Possiamo consolarci col principio che l'Italia è una repubblica
parlamentare ragione per cui finché c'è un parlamento, si può trovare o
inventare una qualche maggioranza di governo. Possiamo consolarci
coll'idea che i sondaggi in fondo non sono quasi mai veritieri (ma
stavolta hanno mirato benissimo). Quale sarà il destino del governo
Conte 2 è facilmente prevedibile –restare restare restare- se non altro
per le spese elettorali e famigliari cui debbono fare onore
i 900 onorevoli di fronte per di più davanti alla prospettiva di
vedersi ridotti di un terzo.
La nascita del Conte 2 motivata con la debolissima tesi di non
consegnare nelle mani del capitano l'elezione del prossimo presidente
della repubblica non ha fatto presa, tranne chi ha una buona pensione
ed un'altrettanta buona liquidazione in banca ed un'altrettanta buona
salute. La prospettiva della legge di bilancio del 2020 è quella di un
patchwork di misurine togli questo aggiungi quello che sostanzialmente
lasciano le cose come stanno, esattamente come il Rei e il RdC non
hanno risolto il problema della povertà nel paese: dopo questi due
costosi esperimenti abbiamo ancora due milioni e mezzo di persone in
condizioni di povertà o assai prossime ad esserlo.
L'Umbria è tornata alle urne per via delle dimissioni anticipate della
governatrice piddina indagata in una inchiesta della Procura di Perugia
su concorsi per assunzioni ospedaliere che sarebbero stati pilotati.
Tuttora non si sa nulla di come siano andate davvero le faccende e
quindi… potrebbe benissimo essere innocente. Alle dimissioni della
Catiuscia Marini ha fatto seguito un mese dopo la votazione – pure col
voto determinante della stessa Marini – di una mozione di un
documento della maggioranza che chiedeva alla Marini di ritirare le
dimissioni. Ma era solo l'ennesima puntata di una vicenda quasi
incredibile, con una serie di decisioni confermate e smentite un giorno
dopo l'altro dalla governatrice: la prima volta in cui la Marini aveva
comunicato di voler lasciare era il 16 aprile.
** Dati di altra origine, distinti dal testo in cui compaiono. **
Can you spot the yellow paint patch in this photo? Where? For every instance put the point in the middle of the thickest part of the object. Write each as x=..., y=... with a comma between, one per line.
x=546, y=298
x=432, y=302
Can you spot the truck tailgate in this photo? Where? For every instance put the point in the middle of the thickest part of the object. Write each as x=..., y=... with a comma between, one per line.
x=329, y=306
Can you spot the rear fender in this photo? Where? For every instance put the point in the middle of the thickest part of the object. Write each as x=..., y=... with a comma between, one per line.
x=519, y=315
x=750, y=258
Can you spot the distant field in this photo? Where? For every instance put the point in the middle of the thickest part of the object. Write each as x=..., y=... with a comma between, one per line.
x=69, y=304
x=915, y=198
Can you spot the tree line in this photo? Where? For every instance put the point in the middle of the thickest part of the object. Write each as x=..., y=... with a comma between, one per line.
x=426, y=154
Indubbiamente aggiungere una farsa ad una mezza tragedia dagli esiti
che arriveranno tra qualche anno è da emeriti imbecilli. Ma nel caso
più che di imbecillità si tratta di protervia di un potere che dura
ininterrotto –con varie sfumature- dalla Librazione in poi.
Del resto l'occupazione stabile in Umbria c'è solo nel pubblico e il
turismo di rapina di cui sono massicciamente esperti ormai prevede solo
manodopera a pochi euro l'ira. Poi tempi attuali e il blocco
delle assunzioni, di posti da distribuire generosamente anche nel
pubblico non ce ne sono e la concorrenza e la vigilanza dei molti
concorrenti si sono alzate.
La “lezione umbra” assomiglia moltissimo in copia con la “lezione
torinese” già inflitta dalla Appendino al sistema piddino-Fassino del
capoluogo torinese.
Che s'è vista anche in buona parte MA in peggio nella vicenda romana.
Sarà meglio che il consiglio comunale curnese si dia una mossa
-magari decidendo le proprie dimissioni - dopo questa “lezione” dal
momento che oramai è del tutto delegittimato. Già non lo era al momento
della elezione visto che la Lega si era massicciamente astenuta
pur di non votare il candidato Locatelli ( e molti voti leghisti erano
girati alla meloniana Carrara) ma la sindaca Gamba si era permessa –
nella tragicomica assemblea alla Marigolda dove aveva confessato che
non aveva controllato la modifica abusiva della convenzione
comune-polisportiva- di rinfacciarci che a onta delle nostre
previsioni, lei aveva vinto.
Vincere per via di una legge elettorale non è vincere politicamente dal
momento che il centrodestra fascio leghista era nettamente
maggioritario rispetto alla formazione di matrice piddina.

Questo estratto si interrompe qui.